The Capuchin drew a deep breath. "We shall know everything to-morrow morning."
"Yes," said the Pope, "we shall know everything to-morrow morning."
Some dark phantom of the past was hovering about them, and they were afraid to challenge it.
At that moment the silence of the listening air was broken by a long clear call, which rang out through the night without any warning, and then stopped as suddenly.
"The nightingale," said the Pope.
A mighty flood of melody floated down from some unseen place, in varying strains of divine music broken by many pauses, and running through every phase of jubilation, sorrow, and pain. It ended in a low wail of unutterable sadness, a pleading, yearning cry of anguish, which seemed to call on God Himself to hear. When it was over, and all was hushed around, the world seemed to have become void.
The Pope's feet shuffled on the gravel. "I shall never forget it," he said.
"It was wonderful," said the Capuchin.
"I was thinking of that poor lady," said the Pope. "Her pleading voice will ring in my ears as long as I live."
"Poor child!" said the Capuchin.
"After all, we could not have acted otherwise. Don't you think so, Father Pifferi? Considering everything, we could not possibly have acted otherwise."
"Perhaps we could not, your Holiness."
They turned the bend of an avenue, where the path under their feet rustled with the thick blossom shed from the overhanging Judas trees.
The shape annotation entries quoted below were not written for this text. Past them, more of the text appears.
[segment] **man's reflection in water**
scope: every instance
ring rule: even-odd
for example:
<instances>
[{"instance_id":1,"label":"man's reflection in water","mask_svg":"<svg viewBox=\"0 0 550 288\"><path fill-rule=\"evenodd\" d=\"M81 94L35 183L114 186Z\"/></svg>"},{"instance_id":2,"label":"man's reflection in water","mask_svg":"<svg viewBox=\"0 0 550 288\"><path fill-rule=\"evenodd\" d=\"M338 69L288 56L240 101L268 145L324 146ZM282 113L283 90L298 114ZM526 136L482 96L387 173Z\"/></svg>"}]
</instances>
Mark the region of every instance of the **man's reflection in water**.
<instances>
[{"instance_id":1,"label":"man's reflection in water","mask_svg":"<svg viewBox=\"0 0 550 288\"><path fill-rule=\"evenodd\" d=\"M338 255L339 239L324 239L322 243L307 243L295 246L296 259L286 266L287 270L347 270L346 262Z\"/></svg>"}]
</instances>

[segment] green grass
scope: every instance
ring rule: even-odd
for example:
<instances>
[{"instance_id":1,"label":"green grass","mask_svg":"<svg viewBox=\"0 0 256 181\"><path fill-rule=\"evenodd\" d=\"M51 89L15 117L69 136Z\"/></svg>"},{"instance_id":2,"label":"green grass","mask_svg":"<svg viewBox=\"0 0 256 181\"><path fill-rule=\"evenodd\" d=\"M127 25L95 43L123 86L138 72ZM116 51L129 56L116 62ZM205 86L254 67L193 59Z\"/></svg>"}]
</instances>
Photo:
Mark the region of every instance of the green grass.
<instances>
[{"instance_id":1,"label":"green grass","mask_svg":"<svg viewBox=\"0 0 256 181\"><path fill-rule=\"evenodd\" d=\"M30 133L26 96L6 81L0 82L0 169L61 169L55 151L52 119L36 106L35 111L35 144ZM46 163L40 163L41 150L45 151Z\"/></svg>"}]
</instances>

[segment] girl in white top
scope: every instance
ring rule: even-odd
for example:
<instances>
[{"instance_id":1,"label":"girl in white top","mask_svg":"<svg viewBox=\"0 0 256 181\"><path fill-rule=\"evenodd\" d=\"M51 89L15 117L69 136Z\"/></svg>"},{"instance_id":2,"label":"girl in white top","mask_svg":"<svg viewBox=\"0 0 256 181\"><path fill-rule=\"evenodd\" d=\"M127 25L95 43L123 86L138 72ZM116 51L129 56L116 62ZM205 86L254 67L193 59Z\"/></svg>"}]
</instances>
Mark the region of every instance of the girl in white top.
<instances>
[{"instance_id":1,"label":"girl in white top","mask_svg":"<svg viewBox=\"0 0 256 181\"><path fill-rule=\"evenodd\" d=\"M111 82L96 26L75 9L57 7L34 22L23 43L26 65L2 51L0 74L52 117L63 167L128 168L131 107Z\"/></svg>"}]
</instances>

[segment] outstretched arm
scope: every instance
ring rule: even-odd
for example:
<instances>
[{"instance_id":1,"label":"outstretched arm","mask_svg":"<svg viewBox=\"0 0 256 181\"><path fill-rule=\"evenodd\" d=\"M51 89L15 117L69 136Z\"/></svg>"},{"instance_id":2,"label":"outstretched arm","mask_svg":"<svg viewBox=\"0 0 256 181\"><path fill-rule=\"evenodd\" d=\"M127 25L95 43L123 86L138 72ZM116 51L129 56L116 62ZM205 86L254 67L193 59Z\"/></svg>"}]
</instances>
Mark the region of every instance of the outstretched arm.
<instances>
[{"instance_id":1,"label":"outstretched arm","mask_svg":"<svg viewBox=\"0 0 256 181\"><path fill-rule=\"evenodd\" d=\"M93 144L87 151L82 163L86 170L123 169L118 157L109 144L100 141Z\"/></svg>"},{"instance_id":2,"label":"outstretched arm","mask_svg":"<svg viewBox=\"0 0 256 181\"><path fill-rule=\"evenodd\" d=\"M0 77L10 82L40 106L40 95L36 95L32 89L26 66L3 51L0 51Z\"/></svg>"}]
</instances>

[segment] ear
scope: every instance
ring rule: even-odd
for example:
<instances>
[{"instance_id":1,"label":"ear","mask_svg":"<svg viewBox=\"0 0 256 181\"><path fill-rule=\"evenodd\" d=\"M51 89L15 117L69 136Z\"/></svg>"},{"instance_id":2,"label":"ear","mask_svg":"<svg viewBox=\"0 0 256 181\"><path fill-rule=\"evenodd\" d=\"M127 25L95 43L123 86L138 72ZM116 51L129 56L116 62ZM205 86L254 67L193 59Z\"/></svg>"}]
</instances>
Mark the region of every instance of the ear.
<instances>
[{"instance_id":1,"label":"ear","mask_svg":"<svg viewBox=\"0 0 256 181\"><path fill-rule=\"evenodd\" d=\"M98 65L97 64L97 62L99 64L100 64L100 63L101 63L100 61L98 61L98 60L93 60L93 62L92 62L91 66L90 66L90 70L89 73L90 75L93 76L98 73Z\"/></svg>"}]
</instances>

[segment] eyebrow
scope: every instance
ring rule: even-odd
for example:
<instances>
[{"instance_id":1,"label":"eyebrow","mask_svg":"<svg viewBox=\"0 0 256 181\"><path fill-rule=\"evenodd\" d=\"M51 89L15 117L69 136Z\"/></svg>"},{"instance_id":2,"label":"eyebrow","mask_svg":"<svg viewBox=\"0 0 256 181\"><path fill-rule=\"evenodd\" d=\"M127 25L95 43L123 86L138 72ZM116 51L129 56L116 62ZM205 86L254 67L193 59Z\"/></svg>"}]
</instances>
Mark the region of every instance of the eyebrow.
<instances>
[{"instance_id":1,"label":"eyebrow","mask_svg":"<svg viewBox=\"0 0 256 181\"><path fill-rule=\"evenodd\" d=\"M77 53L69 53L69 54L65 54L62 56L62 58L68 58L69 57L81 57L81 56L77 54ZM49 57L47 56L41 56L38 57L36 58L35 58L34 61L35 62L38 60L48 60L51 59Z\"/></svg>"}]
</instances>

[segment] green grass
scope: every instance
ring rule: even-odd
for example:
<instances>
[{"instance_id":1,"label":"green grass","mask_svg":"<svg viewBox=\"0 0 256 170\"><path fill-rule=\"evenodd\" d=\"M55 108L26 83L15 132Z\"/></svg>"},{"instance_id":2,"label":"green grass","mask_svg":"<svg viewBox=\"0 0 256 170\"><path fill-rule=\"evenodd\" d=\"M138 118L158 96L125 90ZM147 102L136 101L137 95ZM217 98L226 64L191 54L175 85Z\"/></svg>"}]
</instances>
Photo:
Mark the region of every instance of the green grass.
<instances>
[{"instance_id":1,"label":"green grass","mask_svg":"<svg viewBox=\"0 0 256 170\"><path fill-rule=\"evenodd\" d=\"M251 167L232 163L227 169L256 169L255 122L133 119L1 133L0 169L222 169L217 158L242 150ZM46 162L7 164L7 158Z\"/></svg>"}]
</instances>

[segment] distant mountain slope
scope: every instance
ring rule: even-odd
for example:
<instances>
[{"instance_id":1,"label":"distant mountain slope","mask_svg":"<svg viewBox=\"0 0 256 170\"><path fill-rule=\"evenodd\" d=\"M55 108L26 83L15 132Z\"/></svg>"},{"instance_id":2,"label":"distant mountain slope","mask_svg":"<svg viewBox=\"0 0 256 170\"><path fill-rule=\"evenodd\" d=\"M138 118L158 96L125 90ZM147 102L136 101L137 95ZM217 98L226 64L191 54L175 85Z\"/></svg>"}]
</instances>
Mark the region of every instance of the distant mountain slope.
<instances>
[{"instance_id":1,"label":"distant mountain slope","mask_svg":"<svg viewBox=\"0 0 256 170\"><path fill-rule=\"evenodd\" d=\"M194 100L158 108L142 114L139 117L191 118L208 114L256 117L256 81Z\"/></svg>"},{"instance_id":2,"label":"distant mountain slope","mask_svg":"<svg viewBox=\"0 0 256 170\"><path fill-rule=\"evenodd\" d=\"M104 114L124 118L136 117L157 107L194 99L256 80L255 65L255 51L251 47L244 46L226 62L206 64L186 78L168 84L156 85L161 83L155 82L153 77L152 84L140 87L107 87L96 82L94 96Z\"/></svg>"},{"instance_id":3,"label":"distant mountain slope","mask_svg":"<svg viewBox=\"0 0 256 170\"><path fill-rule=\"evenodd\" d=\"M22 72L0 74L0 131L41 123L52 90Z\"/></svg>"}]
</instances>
"Surely this is where the little mother bird used to be," said the Pope.
"So it is," said the friar.
"Strange, she has not sprung out as usual. Ah, Meesh is not here, and perhaps that's the reason." And feeling for the old sarcophagus, the Pope put his hand gently down into it. A moment afterwards he said in another tone: "Father, the young birds are gone."
"Flown, no doubt," said the friar.
"No. See," said the Pope, and he brought up a little nest filled with a ruin of fluff and feathers.